Dans l’actuel climat de crise une initiative collective mobilisant 43 photographes de trois générations produit un livre tonique sur un état dynamique : France(s) Territoire Liquide paraît au Seuil en ce début d’automne. C’ est le genre de réponse créative dont nous avons tant besoin, qui déploie intelligence et variété des approches autour d’une France – de l’étendue ou du détail – dite ici « liquide ».
La collection Fiction & Cie a déjà accueilli quelques livres liés à la photographie sous la direction de son fondateur, Denis Roche, avec notamment les personnalités si singulières d’Evgen Bavcar, le photographe aveugle et le poétique et touchant Journal d’Alix Cléo Roubaud. Bernard Comment, l’actuel directeur de la collection, publie ce catalogue de près de 400 pages, au format 22×26 cm, qui complète l’exposition montée au Tri Postal à Lille avant l’été.
On sait l’importance de commandes comme la Mission héliographique aux débuts du médium, la FARM Security Administration dans les années 1930 ou la DATAR en 1985. Ce type d’approche collective semblait caduque. Alors quelle image photographique donner de la France ? Une évolution récente du rapport au vedettariat nous avait imposé il y a deux ans, du fait d’institutions toujours en recherche d’artistes officiels, la plus ennuyeuse vision d’un pays figé celle de Ma France de Raymond Depardon avec ses clichés qui ne résistent pas à une comparaison avec les mêmes sites sur Google View.

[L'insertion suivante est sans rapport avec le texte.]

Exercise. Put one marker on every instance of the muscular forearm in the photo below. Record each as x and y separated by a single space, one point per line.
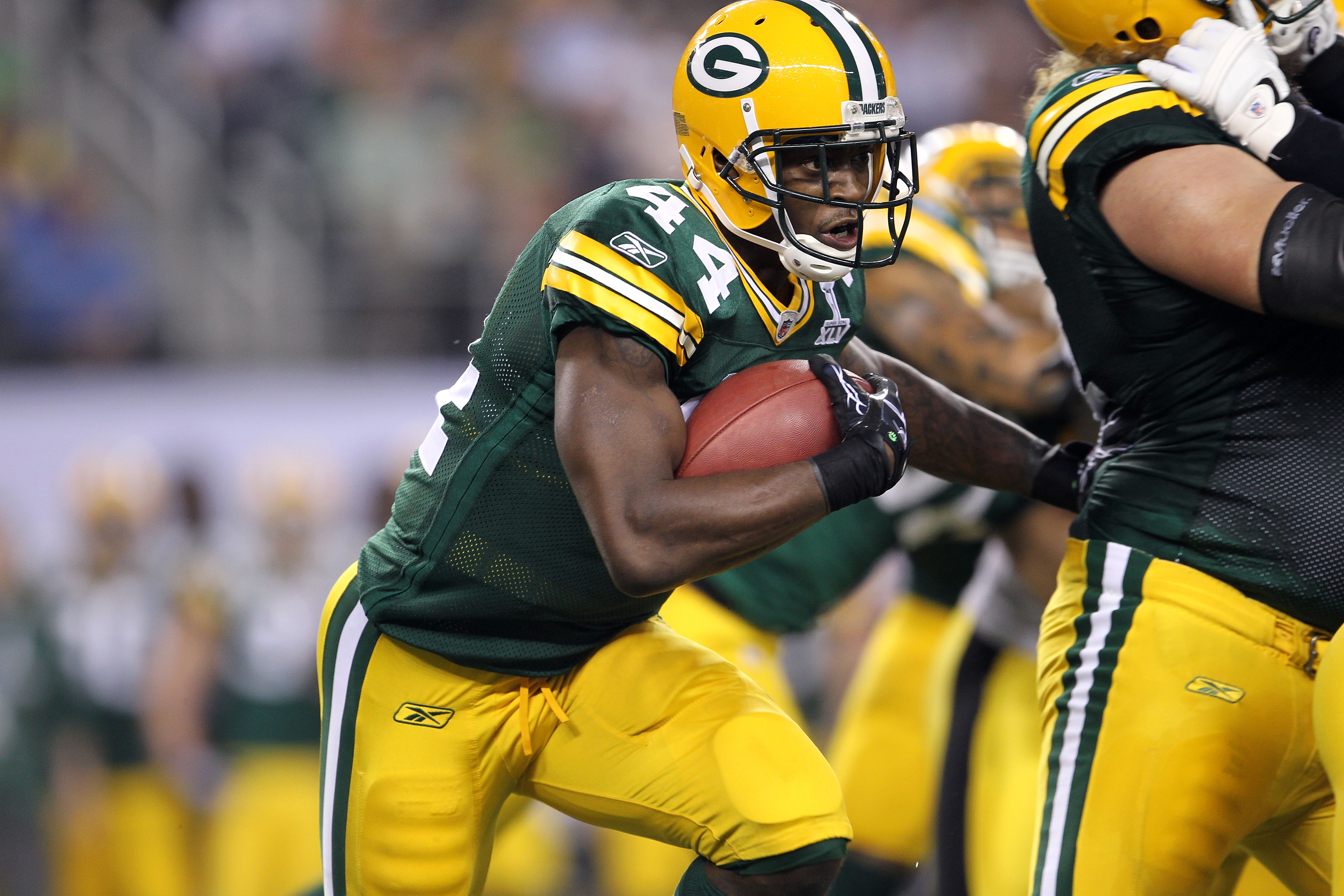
951 437
620 435
678 531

Quatre photographes quadragénaires décident il y a quelques années de monter un projet commun. Jérôme Brézillon, décédé depuis, Frédéric Delangle, Cédric Delsaux et Patrick Messina,se tournent vers d’autres contemporains et parmi leurs aînés qui les inspirent Beatrix Von Conta, Florence Chevalier et Bernard Plossu, dont les talents se manifestent dans des esthétiques différentes. D’autres créateurs plus jeunes sont aussi contactés. Pour avancer dans l’élaboration collective ils font appel au commissariat de Paul Wombell, directeur de la Photographer’s Gallery de Londres.
Ces artistes multiplient les points de vue. Geoffroy de Boismenu dont l’image figure en couverture offre une vision d’une intemporalité nostalgique, où l’atmosphérique laisse supposer quelque secret intime. Ils connaissent l’histoire de leur médium, ainsi Ambroise Tézenas donne des lieux parisiens les plus réputés une version couleur hommage à la première vue publique boulevard du Temple de Daguerre. Ils exercent leur vision personnelle au plus près de leur lieu de vie. Brigitte Bauer accompagne les sorties quotidiennes de son chien aux bords du Rhône d’images d’une réelle prégnance. Patrick Messina met en perspective les paysages du golfe du Morbihan par la présence discrète de ses deux enfants. Joffrey Pleignet confronte objets de tous les jours, y compris déchets, et paysages vosgiens.
Ils savent mettre en relation topographique des corps qui activent le territoire, ou des corps contemplatifs, corps de l’infini avec Elina Brotherus. Guillaume Martial le fait à travers des structures urbaines, tandis que Bertrand Desprez cherche des lieux d’exercice du sport dont les apports technologiques modifient le cadre.
Leurs approches jouent avec toutes sortes d’imaginaires. Les vues nocturnes de Jean-Philippe Carré-Mattei illustrent pour s’y perdre une sombre légende corse. Aude Sirvain étire des palimpsestes évoquant des sites idéalisés. Cédric Delsaux après le cinéma applique à l’affaire Jean-Claude Romand, à son errance hallucinée, une subtile vision altérée du réel.
Thibault Brunet poursuit sa quête d’architectures issues du monde des jeux électroniques. Frédéric Delangle, grand voyageur devant l’éternel, réalise des vues urbaines qu’il adresse à un graphiste indien pour un hypothétique avenir de nos civilisations.
L’édition particulièrement soignée reproduit les images avec un grand respect des originaux, chaque photographe fait précéder son portefolio d’un texte sensible énonçant les coulisses de sa démarche. Cette vision plurielle manifeste aujourd’hui un état des plus novateurs de la création photographique à l’écoute d’une société fragile.